Tuesday, 14 October 2008

Git: on rebasing

(This is a follow-up to How remotes work).

We've seen how git manages to merge your local changes when you pull from a remote repository.

This approach has a small downside, aesthetically: that is, the creation of a large number of merge commits, making the history more difficult to read. Wouldn't it be nice if git offered you the possibility to simply re-apply your local changes on top of what you just pulled?

Rejoice, because that's what the git rebase command is for.

git rebase origin/master will take the local commits (that are reachable from the master head, but not from origin/master), remove them from the commit tree, and re-apply them on top of origin/master, before moving the master head to the top of the new line of commits it just created. That way, the history is kept linear:

You can afterwards just push your new commits.

Important warning: git rebase changes your commits. Because their place in the tree will be different, their SHA1 will be different as well; and the old ones will disappear. For that reason, you must not manipulate commits with rebase if you have already published them in a shared repository from which someone else might have fetched.

Rebasing is a powerful tool that will enable you to manipulate your branches, moving lines of commits from one location to another. The git-rebase man page has more examples.


Aristotle said...

There is one imprecision in your explanation that won’t be obvious to someone new to git: rebase does not actually remove any commits. The only commit series is still in the repository, it’s just that no named branch is pointing at it. You can retrieve the SHA-1 of your old tip using the reflog, f.ex., and then reset your branch to that commit, and like magic you’re back in your previous state.

Git almost never removes data from the repository if you haven’t explicitly told it to do so.

Aristotle said...

s/the only commit series/the old commit series/

Rafael said...

Aristotle, that's right, the commits need to be garbage collected to be really disposed of. But that's an implementation detail :)

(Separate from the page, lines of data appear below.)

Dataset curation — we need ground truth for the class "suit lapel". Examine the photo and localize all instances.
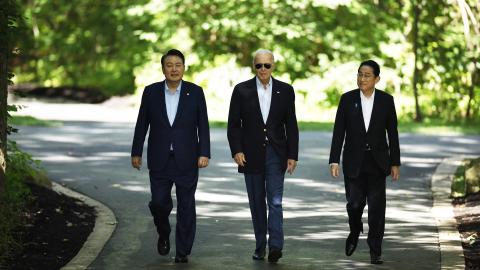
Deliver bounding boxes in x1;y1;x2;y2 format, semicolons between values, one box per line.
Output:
249;77;263;123
267;77;281;123
354;89;371;133
172;81;190;127
158;81;170;125
368;89;380;130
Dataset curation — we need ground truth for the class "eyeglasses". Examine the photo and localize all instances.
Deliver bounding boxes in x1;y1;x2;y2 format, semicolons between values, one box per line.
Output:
357;73;373;80
255;63;272;69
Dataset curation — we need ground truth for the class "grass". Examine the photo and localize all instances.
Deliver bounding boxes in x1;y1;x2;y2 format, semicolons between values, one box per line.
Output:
8;115;62;127
398;119;480;135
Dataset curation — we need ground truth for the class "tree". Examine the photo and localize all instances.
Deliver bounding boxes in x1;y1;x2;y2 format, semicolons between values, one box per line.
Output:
162;0;398;82
16;0;155;96
0;0;20;194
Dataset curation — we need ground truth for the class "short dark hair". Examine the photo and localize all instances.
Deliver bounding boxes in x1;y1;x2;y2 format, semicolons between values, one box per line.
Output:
161;49;185;67
358;60;380;77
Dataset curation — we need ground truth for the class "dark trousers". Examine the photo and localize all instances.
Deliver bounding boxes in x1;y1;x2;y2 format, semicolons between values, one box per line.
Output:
345;152;386;255
245;145;285;253
149;156;198;256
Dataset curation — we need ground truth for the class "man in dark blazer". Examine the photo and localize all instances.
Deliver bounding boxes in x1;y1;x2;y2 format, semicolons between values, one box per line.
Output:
131;49;210;263
227;50;298;262
329;60;400;264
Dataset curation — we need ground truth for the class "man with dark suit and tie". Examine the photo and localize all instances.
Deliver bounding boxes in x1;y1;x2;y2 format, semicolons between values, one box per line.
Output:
329;60;400;264
227;50;298;263
131;49;210;263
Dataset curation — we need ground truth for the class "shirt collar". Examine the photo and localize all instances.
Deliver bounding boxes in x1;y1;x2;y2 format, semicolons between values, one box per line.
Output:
360;88;375;100
165;80;182;95
255;76;272;90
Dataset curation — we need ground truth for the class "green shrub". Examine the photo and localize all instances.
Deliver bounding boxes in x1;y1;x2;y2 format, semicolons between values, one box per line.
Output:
0;141;44;268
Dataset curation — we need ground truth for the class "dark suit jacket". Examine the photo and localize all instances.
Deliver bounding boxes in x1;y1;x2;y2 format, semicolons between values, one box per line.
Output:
132;81;210;171
329;89;400;178
227;78;298;173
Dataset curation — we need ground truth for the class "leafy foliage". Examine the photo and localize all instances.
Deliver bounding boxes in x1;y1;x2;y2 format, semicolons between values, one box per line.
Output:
18;0;157;96
9;0;480;121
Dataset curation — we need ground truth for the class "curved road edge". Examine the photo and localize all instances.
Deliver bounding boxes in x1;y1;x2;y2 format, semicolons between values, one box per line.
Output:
431;155;473;269
52;182;117;270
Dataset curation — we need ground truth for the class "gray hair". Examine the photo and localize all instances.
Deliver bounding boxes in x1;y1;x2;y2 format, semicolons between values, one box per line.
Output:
252;49;275;64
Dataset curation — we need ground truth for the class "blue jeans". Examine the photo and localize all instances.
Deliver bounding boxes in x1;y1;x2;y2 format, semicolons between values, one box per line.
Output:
245;145;285;253
149;157;198;256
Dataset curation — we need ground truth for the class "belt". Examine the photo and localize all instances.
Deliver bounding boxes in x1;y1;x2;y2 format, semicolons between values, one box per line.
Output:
365;143;372;151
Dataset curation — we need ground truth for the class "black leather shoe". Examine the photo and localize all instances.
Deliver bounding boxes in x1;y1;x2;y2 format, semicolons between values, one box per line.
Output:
345;232;360;256
175;255;188;263
370;254;383;264
268;248;282;263
157;237;170;256
252;250;265;261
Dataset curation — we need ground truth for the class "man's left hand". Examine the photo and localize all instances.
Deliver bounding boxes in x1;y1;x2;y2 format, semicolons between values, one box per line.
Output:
198;157;208;168
390;166;400;181
287;159;297;174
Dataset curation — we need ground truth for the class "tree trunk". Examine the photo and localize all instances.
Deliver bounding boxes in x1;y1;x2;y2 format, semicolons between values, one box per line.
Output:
0;6;8;194
412;1;423;122
465;59;479;119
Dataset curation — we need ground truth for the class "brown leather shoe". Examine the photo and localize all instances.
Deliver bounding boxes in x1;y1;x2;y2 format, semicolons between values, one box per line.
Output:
157;237;170;256
268;248;282;263
175;255;188;263
345;232;360;256
252;250;265;261
370;253;383;264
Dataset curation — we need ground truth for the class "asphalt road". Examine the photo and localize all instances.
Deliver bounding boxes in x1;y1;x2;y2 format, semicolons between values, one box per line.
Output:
13;121;480;269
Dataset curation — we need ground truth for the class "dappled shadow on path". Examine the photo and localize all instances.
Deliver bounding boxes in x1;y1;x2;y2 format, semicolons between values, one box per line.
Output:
11;125;480;269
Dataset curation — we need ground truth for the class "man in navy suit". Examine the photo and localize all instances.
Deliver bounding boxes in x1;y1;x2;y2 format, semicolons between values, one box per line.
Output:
329;60;400;264
227;50;298;262
131;49;210;263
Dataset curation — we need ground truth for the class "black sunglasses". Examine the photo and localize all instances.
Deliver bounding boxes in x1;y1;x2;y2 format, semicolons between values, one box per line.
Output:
255;64;272;69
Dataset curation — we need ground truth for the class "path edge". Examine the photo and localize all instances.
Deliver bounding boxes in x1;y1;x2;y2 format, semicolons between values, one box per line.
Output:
431;155;472;270
52;181;117;270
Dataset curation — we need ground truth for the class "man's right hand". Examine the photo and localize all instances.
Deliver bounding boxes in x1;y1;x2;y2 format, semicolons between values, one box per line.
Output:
132;156;142;170
233;152;247;167
330;163;340;178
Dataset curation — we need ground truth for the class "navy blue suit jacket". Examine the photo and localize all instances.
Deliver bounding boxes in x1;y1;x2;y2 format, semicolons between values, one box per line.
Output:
329;89;400;178
227;77;298;173
131;81;210;171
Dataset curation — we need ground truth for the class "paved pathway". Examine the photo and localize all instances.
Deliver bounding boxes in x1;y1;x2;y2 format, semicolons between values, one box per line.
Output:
13;115;480;269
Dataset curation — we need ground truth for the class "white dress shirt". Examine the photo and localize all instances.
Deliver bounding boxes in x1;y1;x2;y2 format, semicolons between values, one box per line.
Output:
360;89;375;131
256;77;272;124
165;82;182;126
165;81;182;151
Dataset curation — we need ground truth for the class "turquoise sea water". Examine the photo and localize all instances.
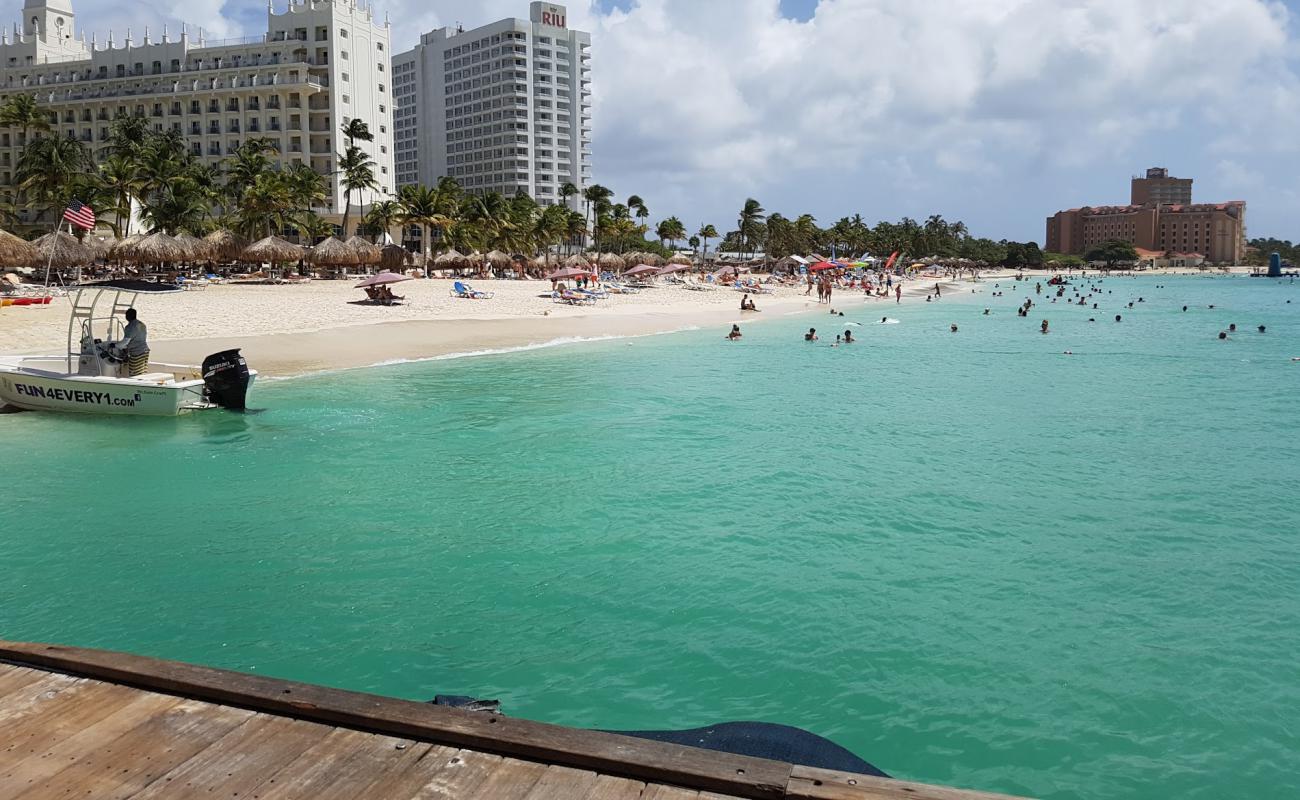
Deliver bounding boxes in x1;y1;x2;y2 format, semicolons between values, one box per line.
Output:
0;277;1300;800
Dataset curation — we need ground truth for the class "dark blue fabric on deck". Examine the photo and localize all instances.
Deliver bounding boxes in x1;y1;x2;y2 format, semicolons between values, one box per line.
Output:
433;695;889;778
606;722;889;778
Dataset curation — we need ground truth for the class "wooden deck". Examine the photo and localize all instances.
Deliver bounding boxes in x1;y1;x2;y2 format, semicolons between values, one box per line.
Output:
0;641;1034;800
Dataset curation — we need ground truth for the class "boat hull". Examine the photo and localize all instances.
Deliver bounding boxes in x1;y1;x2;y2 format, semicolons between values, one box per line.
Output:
0;366;256;416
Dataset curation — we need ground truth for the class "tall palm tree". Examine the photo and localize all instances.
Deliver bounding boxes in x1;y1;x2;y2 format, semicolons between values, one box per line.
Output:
582;183;614;247
365;200;403;243
97;155;144;238
338;146;380;237
696;225;718;259
14;137;92;219
560;181;577;206
0;95;49;144
740;198;766;260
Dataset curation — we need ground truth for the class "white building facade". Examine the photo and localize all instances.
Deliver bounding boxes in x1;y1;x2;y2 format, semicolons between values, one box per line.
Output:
393;3;592;204
0;0;397;228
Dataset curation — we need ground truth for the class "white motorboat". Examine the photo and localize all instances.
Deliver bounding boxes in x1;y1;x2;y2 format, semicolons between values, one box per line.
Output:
0;281;257;416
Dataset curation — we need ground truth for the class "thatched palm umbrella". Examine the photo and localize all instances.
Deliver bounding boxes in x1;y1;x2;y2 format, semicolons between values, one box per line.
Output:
176;232;216;261
82;237;117;261
307;237;361;267
0;230;40;268
108;233;144;261
343;237;384;264
239;237;302;264
203;230;248;261
380;245;413;272
135;230;189;264
31;230;95;269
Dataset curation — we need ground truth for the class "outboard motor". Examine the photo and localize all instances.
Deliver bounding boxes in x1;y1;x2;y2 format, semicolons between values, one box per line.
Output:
203;350;250;411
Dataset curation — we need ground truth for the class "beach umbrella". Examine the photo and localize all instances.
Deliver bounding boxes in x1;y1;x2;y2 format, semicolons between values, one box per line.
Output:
239;235;303;264
0;230;40;269
31;230;95;269
546;267;595;281
205;230;248;261
345;237;384;264
82;237;117;260
108;233;144;261
134;230;186;264
176;230;215;261
433;250;469;269
354;272;411;289
305;237;361;267
482;250;514;269
380;245;413;271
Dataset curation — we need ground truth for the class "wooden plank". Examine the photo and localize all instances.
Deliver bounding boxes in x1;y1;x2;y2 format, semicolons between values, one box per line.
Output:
393;747;506;800
0;692;181;793
131;714;333;800
0;643;789;800
12;700;254;800
641;783;699;800
787;766;1034;800
254;728;439;800
0;663;49;702
458;758;549;800
514;765;597;800
0;680;144;770
582;775;646;800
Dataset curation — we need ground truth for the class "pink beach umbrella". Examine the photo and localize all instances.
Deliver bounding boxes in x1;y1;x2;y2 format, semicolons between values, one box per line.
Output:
355;272;411;289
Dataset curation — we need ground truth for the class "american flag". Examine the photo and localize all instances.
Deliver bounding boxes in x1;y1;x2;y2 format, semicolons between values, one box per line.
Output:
64;200;95;230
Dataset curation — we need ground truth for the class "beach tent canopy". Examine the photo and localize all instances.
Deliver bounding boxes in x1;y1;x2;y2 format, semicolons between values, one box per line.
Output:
355;272;411;289
241;237;303;264
546;267;595;281
343;237;384;264
0;230;39;269
307;237;361;267
33;230;94;269
204;230;248;261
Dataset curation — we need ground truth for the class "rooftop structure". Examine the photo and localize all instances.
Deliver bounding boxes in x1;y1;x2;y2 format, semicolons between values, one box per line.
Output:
0;0;395;233
393;3;592;204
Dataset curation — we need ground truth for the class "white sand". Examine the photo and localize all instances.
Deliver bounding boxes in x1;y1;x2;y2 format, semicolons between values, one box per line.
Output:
0;278;956;375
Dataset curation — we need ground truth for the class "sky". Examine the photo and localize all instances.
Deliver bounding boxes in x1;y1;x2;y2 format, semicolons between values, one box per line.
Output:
10;0;1300;242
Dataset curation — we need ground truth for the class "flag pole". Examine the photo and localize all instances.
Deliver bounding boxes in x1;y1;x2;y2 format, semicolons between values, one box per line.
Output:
46;219;64;289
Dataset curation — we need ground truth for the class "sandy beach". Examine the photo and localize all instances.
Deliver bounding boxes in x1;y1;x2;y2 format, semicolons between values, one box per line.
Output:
0;276;956;376
0;268;1249;377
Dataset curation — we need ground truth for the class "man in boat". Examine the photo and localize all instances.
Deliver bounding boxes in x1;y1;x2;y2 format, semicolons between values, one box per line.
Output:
117;308;150;377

Also, I forgot to mention that the git pull --rebase command does a fetch followed by a rebase, instead of a fetch followed by a merge (which is the default). That's what you get when you try publishing in a hurry a post that you half-wrote over several evenings...

Aristotle said...

I don’t regard it as an implementation detail. It is very much by design, and the fact that my data is always there for recovery as long as I look in the right places has saved my bacon on more than a couple occasions.

Also, I think git is most easily understood from the internals on up. If you simply regard it as a blackbox and try to transfer your Subversion or CVS know-how, you will end up very very confused. The Peepcode git book is very helpful here – it costs US$9, but that’s not much and it’s money well spent. Maybe the community book being written over at git-scm.com (same principal author) will eventually match it.

Having this level of understanding of git, which is feasible because the fundamental model is so simple in its design, has also made me feel much safer and more confident than I ever could with Subversion. I can just go ahead and try things without fear.